2.) Signing documents

Unless the document is a deed, there is generally no need for a witness.  Print, sign, scan and return the document to your Fladgate contact.  If a printer/scanner isn’t available, the director can type their name into the signature clause and send the document back with a covering email confirming that this is their signature.

If the contract is a deed, discuss with us whether the contract can be executed as a contract “under hand” instead.

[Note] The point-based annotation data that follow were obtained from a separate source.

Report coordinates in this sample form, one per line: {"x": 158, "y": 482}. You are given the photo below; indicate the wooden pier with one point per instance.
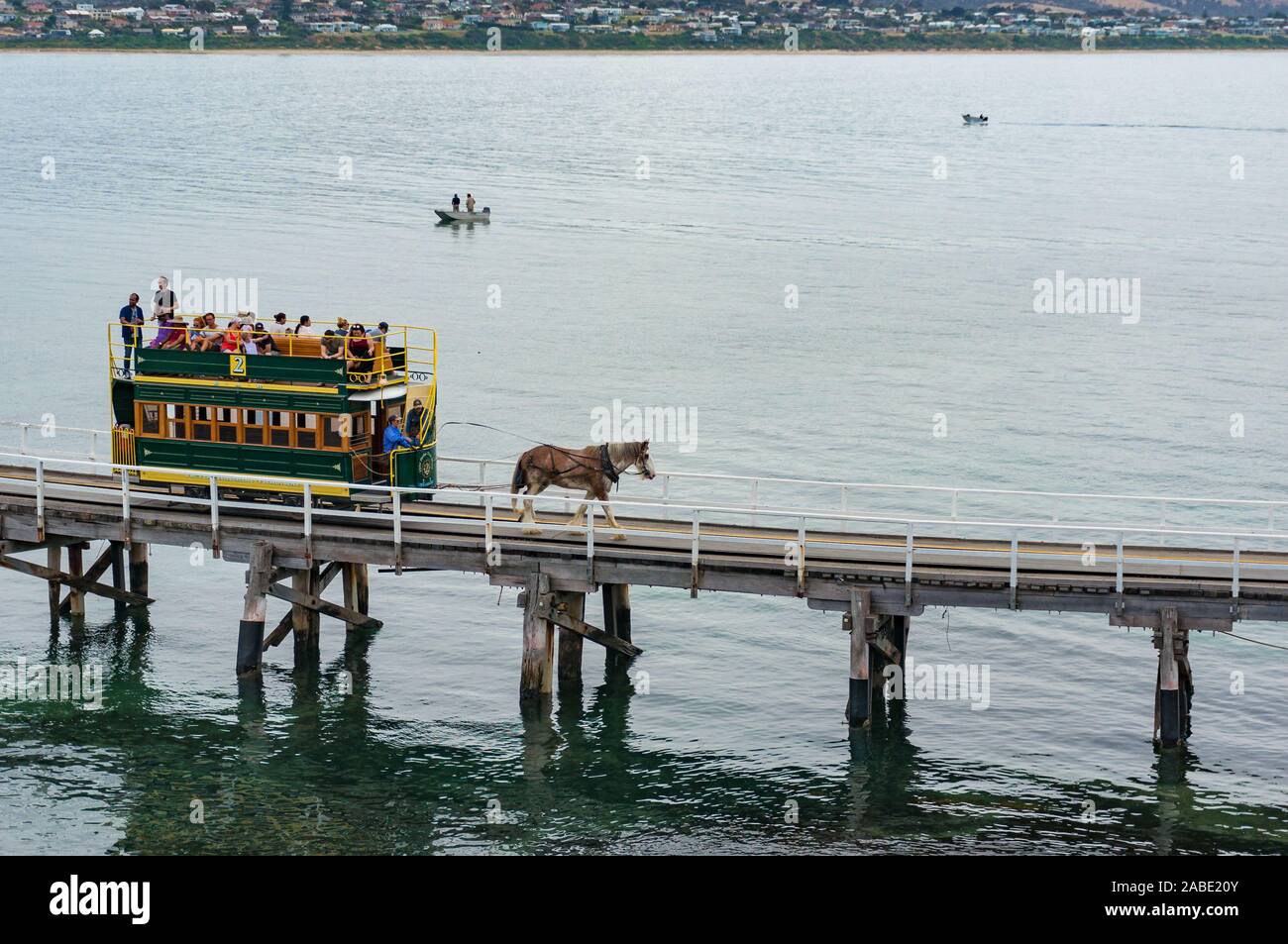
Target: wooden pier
{"x": 876, "y": 572}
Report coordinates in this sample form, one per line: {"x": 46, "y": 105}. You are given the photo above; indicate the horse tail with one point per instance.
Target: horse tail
{"x": 516, "y": 481}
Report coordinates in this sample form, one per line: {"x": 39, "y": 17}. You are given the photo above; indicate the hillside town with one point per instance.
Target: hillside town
{"x": 697, "y": 22}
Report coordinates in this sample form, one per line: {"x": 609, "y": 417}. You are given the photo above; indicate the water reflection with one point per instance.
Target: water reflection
{"x": 307, "y": 762}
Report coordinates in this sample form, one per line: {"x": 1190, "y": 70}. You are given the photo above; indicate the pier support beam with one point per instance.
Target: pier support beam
{"x": 1173, "y": 686}
{"x": 250, "y": 638}
{"x": 140, "y": 569}
{"x": 116, "y": 558}
{"x": 305, "y": 621}
{"x": 570, "y": 643}
{"x": 54, "y": 562}
{"x": 861, "y": 626}
{"x": 356, "y": 591}
{"x": 617, "y": 621}
{"x": 889, "y": 651}
{"x": 76, "y": 569}
{"x": 535, "y": 673}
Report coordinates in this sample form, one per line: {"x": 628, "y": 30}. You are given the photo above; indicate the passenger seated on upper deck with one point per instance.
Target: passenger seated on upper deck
{"x": 360, "y": 351}
{"x": 265, "y": 343}
{"x": 206, "y": 334}
{"x": 232, "y": 338}
{"x": 394, "y": 438}
{"x": 415, "y": 420}
{"x": 333, "y": 347}
{"x": 174, "y": 335}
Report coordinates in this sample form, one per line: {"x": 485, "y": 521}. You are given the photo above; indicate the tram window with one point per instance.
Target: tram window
{"x": 151, "y": 424}
{"x": 307, "y": 430}
{"x": 278, "y": 429}
{"x": 228, "y": 420}
{"x": 333, "y": 433}
{"x": 176, "y": 420}
{"x": 253, "y": 428}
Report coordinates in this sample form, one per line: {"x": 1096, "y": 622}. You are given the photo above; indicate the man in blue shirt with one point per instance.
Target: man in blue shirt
{"x": 394, "y": 438}
{"x": 132, "y": 330}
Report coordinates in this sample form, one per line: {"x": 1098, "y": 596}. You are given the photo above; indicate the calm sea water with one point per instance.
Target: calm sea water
{"x": 763, "y": 174}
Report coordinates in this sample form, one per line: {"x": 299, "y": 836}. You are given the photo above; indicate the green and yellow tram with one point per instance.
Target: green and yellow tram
{"x": 188, "y": 415}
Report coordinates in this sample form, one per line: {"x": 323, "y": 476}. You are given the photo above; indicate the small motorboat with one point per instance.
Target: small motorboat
{"x": 463, "y": 217}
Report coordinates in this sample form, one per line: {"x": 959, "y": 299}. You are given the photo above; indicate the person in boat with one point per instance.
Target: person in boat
{"x": 394, "y": 438}
{"x": 132, "y": 327}
{"x": 333, "y": 346}
{"x": 415, "y": 420}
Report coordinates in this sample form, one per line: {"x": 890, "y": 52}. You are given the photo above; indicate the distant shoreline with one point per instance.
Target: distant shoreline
{"x": 520, "y": 43}
{"x": 443, "y": 51}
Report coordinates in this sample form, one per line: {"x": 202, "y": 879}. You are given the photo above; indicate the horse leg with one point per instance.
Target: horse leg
{"x": 528, "y": 518}
{"x": 579, "y": 519}
{"x": 610, "y": 518}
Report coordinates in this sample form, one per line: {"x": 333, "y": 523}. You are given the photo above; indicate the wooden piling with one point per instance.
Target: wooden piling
{"x": 54, "y": 561}
{"x": 250, "y": 638}
{"x": 571, "y": 643}
{"x": 535, "y": 673}
{"x": 140, "y": 569}
{"x": 889, "y": 652}
{"x": 305, "y": 622}
{"x": 116, "y": 552}
{"x": 356, "y": 592}
{"x": 858, "y": 708}
{"x": 617, "y": 621}
{"x": 1171, "y": 697}
{"x": 76, "y": 569}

If this is not possible, the deed may be executed in front of an independent person or (if not personally involved) a spouse or adult family member.  If there is a company secretary, they could be the second signatory and then there will be no need for a witness.  Another alternative is to use a virtual signing platform such as DocuSign but this really only works if all parties to the transaction agree to use it.

3.) Leases

While any well drafted lease is future proofed, very few will have foreseen an event on the scale of Covid-19.  For example, a break notice needs to be sent using one of the methods that the lease allows, which usually does not include email.  If the recipient’s premises are closed, it would make sense to copy the notice by email, even if this is a not a permitted form of service, so the landlord is at least aware that the notice has been served.

There will be any number of different covenants in the lease that the tenant may be unable to comply with, such as: reinstating within the time frame required, keeping the premises open for business (in a retail/leisure lease) and carrying out repairs.  And, of course, many tenants want their landlords to agree a rent suspension or to pay the rent monthly rather than quarterly.

We are receiving a lot of queries from clients to scrutinise their documents.  A permanent variation to the lease will not usually be the best option.  The better approach is often a temporary waiver that can be dealt with in a side letter.

4.) Land Registry

All applications are subject to substantial delay, particularly more complex matters such as new leases that need to be registered, sales of part and properties that were not previously registered.  Searches to protect priority for a buyer (on a purchase) or a tenant (on the grant of a new lease) are also being delayed where they affect part only of the registered property.

On a more positive note, the Land Registry is now (with effect from 4 May) accepting documents for registration that have been signed electronically, so long as the correct procedures have been followed.   Previously, the document needed to have a “wet ink” signature.  It is important that the signed signature page is attached within the same email as the rest of the document and we can talk you through how that needs to be done.

5.) Service of notices

Many real estate contracts, particularly those where there will be a lengthy period between exchange and completion, will require one party to serve notice on the other party.  For example, a sale contract where the buyer has failed to complete on time and the seller now wishes to rescind the contract.  Many real estate contracts require notice to be served by recorded delivery post or by hand, or at least contain a provision that notice will be deemed served if one of these methods is used.  Although relatively common in commercial contracts, it is unusual for real estate contracts to allow notice to be served by email.  This is due to a (perhaps outdated) concern that the email will get lost in transit and not reach the recipient or will arrive several hours after it was sent.

Covid-19 is leading to a change in practice.  Contracts being signed now, or at least those where notices will need to be served during the lockdown, should allow for service by email.  Post is not arriving when it should, and most businesses are closed, so the traditional methods of serving notices are no longer suitable.

When allowing service by email, it is important that the contract states which email address can be used, and to allow for service on more than one person in case the intended recipient is ill or self-isolating.

For longer term documents, such as leases, there is less need to allow for service by email and it may not in fact be suitable to do so, as the tenant might assign the lease to someone else and then the email address would be wrong.

6.) Energy performance certificates

If the property is vacant, an EPC can be carried out (assuming the surveyor can gain access).  If the property is occupied, government guidance says that the parties should delay the transaction so that an EPC assessment can proceed when stay-at-home measures are no longer in place.  No assessments should take place if a person in the property is showing symptoms or self-isolating.  Most reputable employers will also not want their surveyor to enter.  If the transaction is time critical, there is no easy answer other than to agree with the tenant/buyer to provide one later and hope that a fine will not be issued.